KY - 11

45 12 0
                                    

Karşımdaki adamı uzun bir süre inceledim. Saç tellerinden başlayıp ellerine, ayaklarına kadar her ayrıntısını inceledim. Ve sonunda dudaklarımdan o isim döküldü:

"Ömür." Bunun kafamda nasıl bir karşılığı olduğunun farkında değildim. İstemsizce kaşlarım çatıldı. Gözlerimi yerden çekerek karşımdaki adamın gözlerine kenetledim. Biraz şaşırmış gibi görünse de hafifçe gülümsemek için kendini zorladı.

"Hafıza kaybı mı yaşıyorum?" dedim karşımdaki adamın hayal kırıklığını anladığımda.

"Sanırım.. Evet." dedi yavaşça.

"Ömür sen değilsen, kim?"

"Bilmiyorum." dedi. Gözlerinin yeşilliği ancak yaşardığında dikkatimi çekti.

"Ağlayacak mısın?" dedim. Aklıma gelen ilk cümle dudaklarımdan çıkıp vücut buluyordu.
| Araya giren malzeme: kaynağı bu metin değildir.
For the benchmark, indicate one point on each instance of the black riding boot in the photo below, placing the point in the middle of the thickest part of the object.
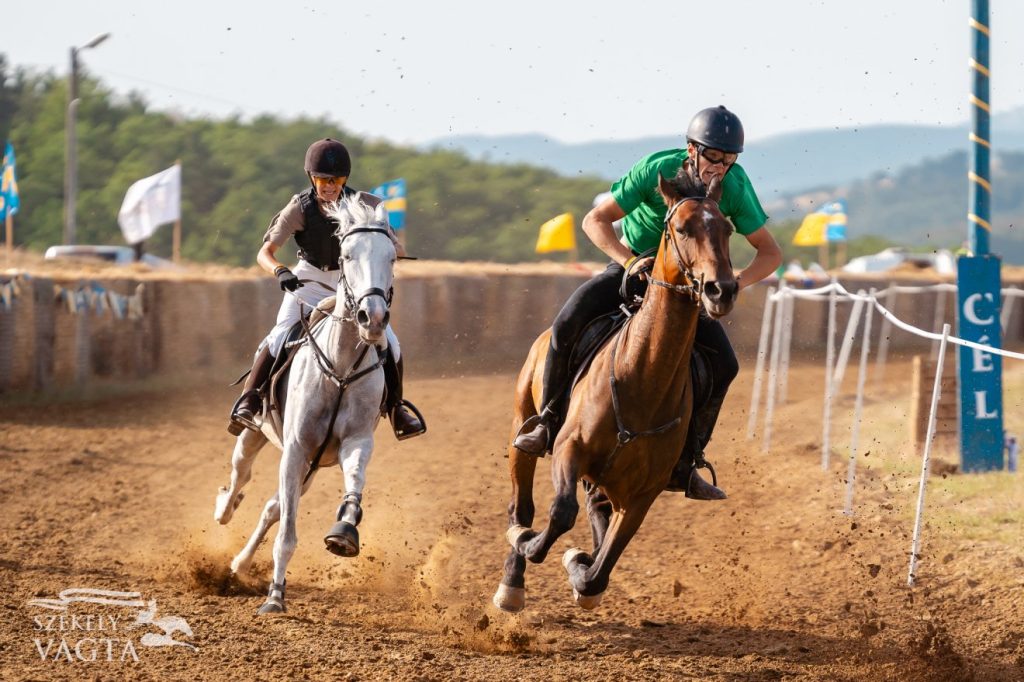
(406, 419)
(250, 403)
(537, 434)
(685, 476)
"Ağlasam hatırlar mısın?" dedi. Kafasını eğip kendince yaptığı espriye güldü. Ve devam etti. "Koral. Ben."

"Koral. Ah, tabii ki.. Hatırladım." diye yalan söyledim. Bu isim hafızamda herhangi bir karşılık bulamamıştı. Ancak başımın dönmeye başladığını ve midemin.. bulandığını söyleyebilirim.
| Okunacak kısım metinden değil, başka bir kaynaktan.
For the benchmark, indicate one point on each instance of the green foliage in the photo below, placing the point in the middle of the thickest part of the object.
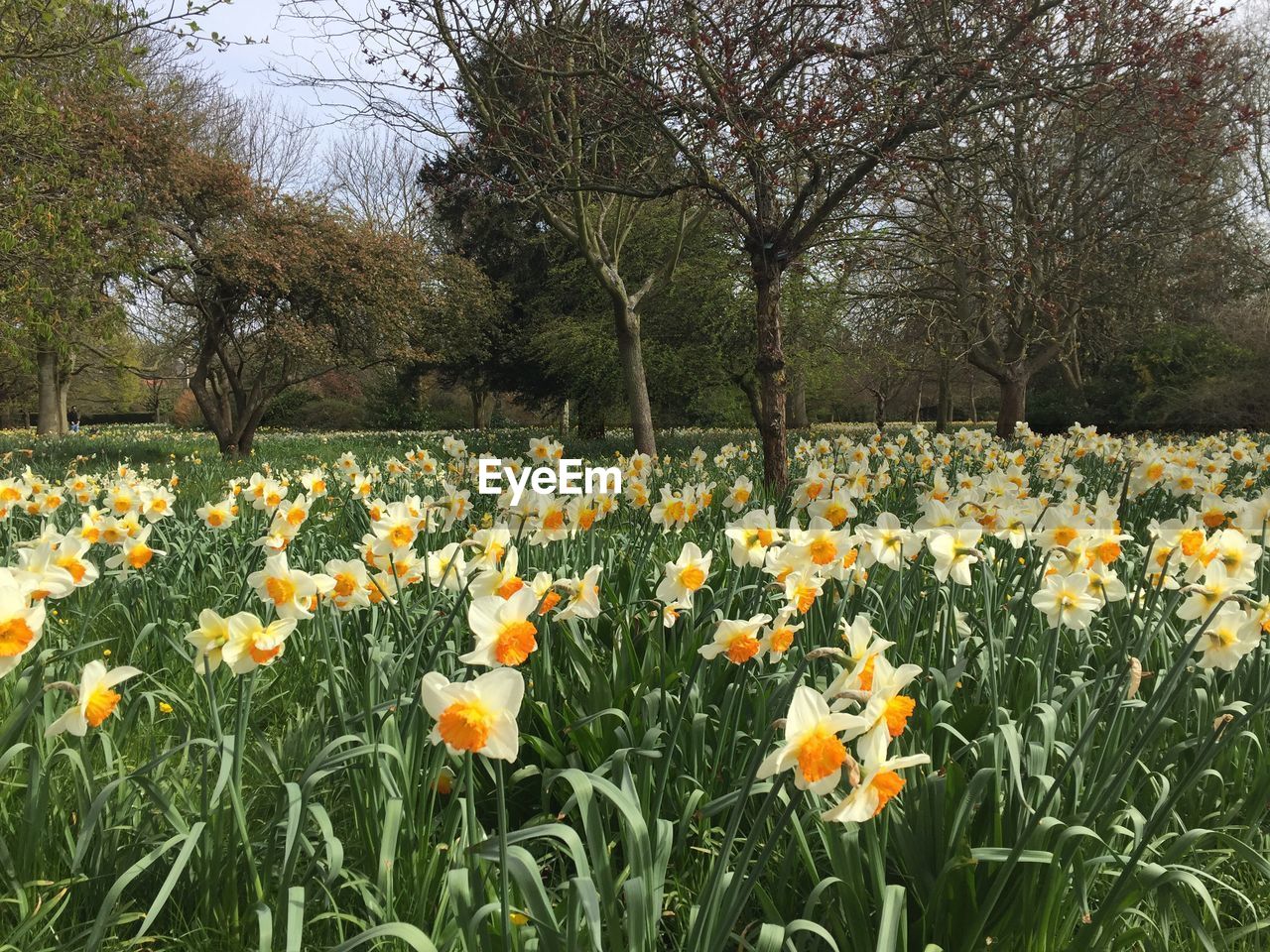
(1178, 377)
(300, 807)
"Hatırlamadığını biliyorum." dedi gülerek. "Hatırlasan şuan boynuma sarılmış olurdun." diye devam etti.

Yakalanmıştım. Olumlu anlamda kafamı salladım. Suçluluk hissiyle kafamı eğip ellerimle oynamaya başladım ki kötü kenarlara sahip gri yüzük dikkatimi çekti. Diğer elimi yüzüğe götürüp üzerindeki minik taşlara dokundum. Sonra kafamı kaldırıp adının Koral olduğunu öğrendiğim adama baktım. O da benimle birlikte gözlerini parmağımdaki yüzükten çekip bana baktı.

"Bunu söylediğim için çok kaba olacağım ama.. Yüzük seçimin çok kötüymüş." dedim dürüstçe. Birkaç saniye gözlerini kırpıştırdı. Yüzünde gördüğüm şeyin dehşet olduğuna yemin edebilirdim. Anlamıştım işte! Her zaman anlardım. Nişanlı.. Ya da belki evliydik. Bu yüzden boynuna sarılmış olurdum. Tabii ki!

Koral bir şey demeyince kollarımı boynuna doğru uzattım. Ona tamamen sarılabilmek için parmak uçlarımda yükseldim. Belimden tutarak bana destek olduğunda hafifçe güldüm. Bir süre öylece durduk. Kokusu tanıdıktı. Çok tanıdıktı. Dudaklarımı yavaşça boynuna bastırdım.

"Hazan." diye mırıldandı. Çekilmedim. Boynunda öylece bekliyordum. Tekrar seslendi. "Hazan."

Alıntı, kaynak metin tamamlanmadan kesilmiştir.